Case Report Open Access
Copyright ©The Author(s) 2016. Published by Baishideng Publishing Group Inc. All rights reserved.
World J Clin Cases. Dec 16, 2016; 4(12): 419-422
Published online Dec 16, 2016. doi: 10.12998/wjcc.v4.i12.419
Primary pediatric mid-brain lymphoma: Report of a rare pediatric tumor in a rare location
Rony Benson, K P Haresh, Subhash Gupta, Dayanand Sharma, Pramod Kumar Julka, Goura Kishore Rath, Department of Radiotherapy, All India Institute of Medical Sciences, New Delhi 110029, India
Supriya Mallick, Department of Radiation Oncology, All India Institute of Medical Sciences, New Delhi 110029, India
Suvendu Purkait, Vaishali Suri, Department of Pathology, All India Institute of Medical Sciences, New Delhi 110029, India
Author contributions: All the authors contributed to the paper.
Institutional review board statement: The study was cleared by Institutional Review Board (IRB-AIIMS, New Delhi).
Informed consent statement: Consent was obtained from patient before starting treatment.
Conflict-of-interest statement: None of the authors have any conflict of interest.
Open-Access: This article is an open-access article which was selected by an in-house editor and fully peer-reviewed by external reviewers. It is distributed in accordance with the Creative Commons Attribution Non Commercial (CC BY-NC 4.0) license, which permits others to distribute, remix, adapt, build upon this work non-commercially, and license their derivative works on different terms, provided the original work is properly cited and the use is non-commercial. See:
Correspondence to: Dr. Supriya Mallick, MD, Senior Research Associate, Department of Radiation Oncology, All India Institute of Medical Sciences, Ansari Nagar, New Delhi 110029, India.
Telephone: +91-98-99448450 Fax: +91-11-26589243
Received: May 15, 2016
Peer-review started: May 17, 2016
First decision: July 11, 2016
Revised: August 16, 2016
Accepted: September 21, 2016
Article in press: September 22, 2016
Published online: December 16, 2016


Primary central nervous system lymphoma (PCNSL) is a rare disease in pediatric age group. A thirteen-year-old male child presented with complaints of headache for six months, vomiting and diplopia for three days. Magnetic resonance imaging of the brain showed a single lesion of 1.7 cm × 1.6 cm × 1.6 cm in the mid brain and tectum. He underwent a gross total resection of the tumor. The histopathological evaluation revealed B cell high grade non Hodgkin lymphoma. The patient was treated with High dose methotrexate and cranio spinal radiation. The patient was alive without disease 12 mo after completion of treatment. This case highlights importance of keeping PCNSL as differential in brain stem lesions of pediatric patients also. Radiation and chemotherapy remains the most important treatment for such patients.
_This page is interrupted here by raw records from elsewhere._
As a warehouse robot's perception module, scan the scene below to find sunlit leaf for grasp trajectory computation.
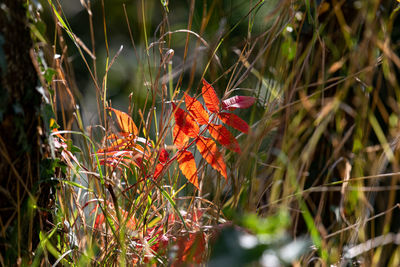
[177,151,199,189]
[172,104,200,137]
[196,136,228,179]
[172,124,189,149]
[158,148,169,163]
[201,79,220,113]
[218,112,249,134]
[185,93,209,125]
[153,163,164,179]
[208,124,240,153]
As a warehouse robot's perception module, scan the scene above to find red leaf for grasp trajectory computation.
[185,93,209,125]
[107,108,139,135]
[201,79,219,113]
[208,124,241,153]
[158,148,169,163]
[218,112,249,134]
[196,136,228,179]
[153,163,164,180]
[172,124,189,149]
[172,103,200,137]
[222,95,256,110]
[177,151,200,189]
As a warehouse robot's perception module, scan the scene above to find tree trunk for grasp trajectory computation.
[0,0,48,266]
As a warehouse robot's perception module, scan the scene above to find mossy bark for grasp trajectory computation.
[0,0,49,266]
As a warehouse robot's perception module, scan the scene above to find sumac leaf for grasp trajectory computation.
[218,112,249,134]
[158,148,169,163]
[177,151,199,189]
[107,108,139,136]
[222,96,256,110]
[208,124,241,153]
[172,124,189,149]
[201,79,219,113]
[196,136,228,179]
[153,163,164,180]
[172,103,200,137]
[185,93,209,125]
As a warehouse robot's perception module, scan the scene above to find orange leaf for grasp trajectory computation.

Key Words: Primary, Midbrain, Lymphoma, Paediatric

Core tip: Primary central nervous system lymphoma (PCNSL) in pediatric population is an uncommon disease. In addition location in the brainstem is far less common. We are reporting a rare case of PCNSL in the brain stem location in a 13-year-old patient. Brain stem lesions are not generally considered for lymphoma. This case highlights importance of keeping brainstem lymphoma as a differential.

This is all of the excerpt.